Common Trader Orders Explained

Once you get familiar with the site and find a great stock, you will want to invest in that stock or trade it.

Funding Your Brokerage Account

Once you have picked a brokerage, go to their website and click on the “open a new account” or “sign up” link. This will guide you through the application process, where you will need to provide your social security number, driver’s license, employment status, etc. Make sure you are using a secure server as you will be entering all your private information. At the end, you will create your username and password. Most brokerage firms’ websites should walk you through this process very easily. Once this is done, you will have to fund that account by linking your checking account to your brokerage account and transferring money electronically or writing a check to them. Since each firm may be slightly different, it’s best to contact the brokerage firm if you have any questions about this process. It will take a few days before you see the money appear in your brokerage account, so allow some time for this.

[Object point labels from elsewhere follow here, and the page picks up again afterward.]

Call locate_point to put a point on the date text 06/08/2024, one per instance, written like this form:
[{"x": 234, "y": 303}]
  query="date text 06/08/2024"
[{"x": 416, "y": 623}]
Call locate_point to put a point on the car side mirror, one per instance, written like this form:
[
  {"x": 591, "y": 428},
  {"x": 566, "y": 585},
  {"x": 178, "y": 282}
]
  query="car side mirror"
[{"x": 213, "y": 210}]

If You’ve Never Traded, Here Are the Basics on Placing a Trade. If you have had a demo account, you should be somewhat familiar with trading and the site’s functionality. Once you fund the account, you will see several tabs. The most common are:

  • Account: Summary, Balance, Account holdings/position, Activity, etc.
  • Trade: Stocks/options, order status, etc.
  • Research: Charts, Screener, Ratings, etc.

Once you play with these options, they should be self-explanatory.

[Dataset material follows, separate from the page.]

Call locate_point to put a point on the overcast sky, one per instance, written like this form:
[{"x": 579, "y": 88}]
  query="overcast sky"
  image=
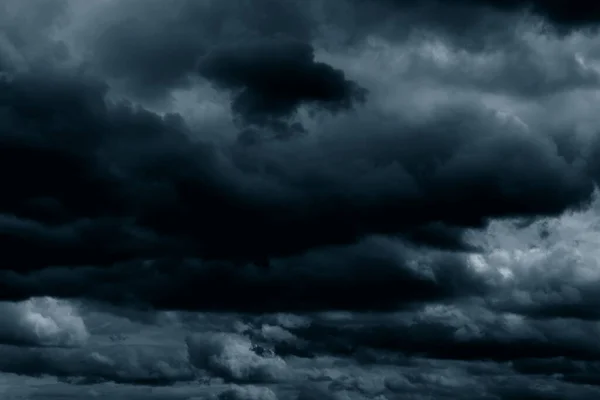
[{"x": 299, "y": 199}]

Four Most Common Order Types

  1. Market Order: An order to buy or sell a security at the current market price. This type of order guarantees that the order will be executed but does not guarantee the execution price. A market order generally will execute between the current bid (for a sell order) or ask (for a buy order) price. This may be different from the last traded price you see, but it should be close to that. If you like the stock at the current price and want to own it without penny-pinching, this is the order you want to place.
  2. Limit Order: An order to buy or sell a security at a specific price. If you submit a limit order to buy a stock for $50, this trade will only get executed at $50 or lower. If the current price of the stock is $50.11, the trade will not be executed. This is an ideal trade when you are not in front of your computer. You can place a limit order and forget about it. If the order gets executed, your broker will most likely email you. You can do the same with a sell order. If you own a stock and you put the order to sell at $50, you will only sell that security at $50 or more.
  3. Stop Loss Order: This type of order is usually placed to avoid further loss. It’s the price you usually want to get out at. For example, if you currently own the stock at $113, but you want to get out if the price starts to fall below $100, you would place the order to sell at $100. When the stock reaches this price, the order is executed (the actual price you sell may be a few cents above or below due to market fluctuation). As the name implies, you are stopping further loss.
  4. Stop Buy Order: An order that is placed at a stop price above the current market price. This order is generally placed when the stock is fluctuating at a certain price level but has not had a breakthrough. However, once you know there is a breakthrough, you anticipate the stock going much higher. For example, if the stock is fluctuating between $40-$50, but you expect it to start an uptrend, you might put a stop buy at $52. If the stock starts to cross up and above $52, your order will get executed.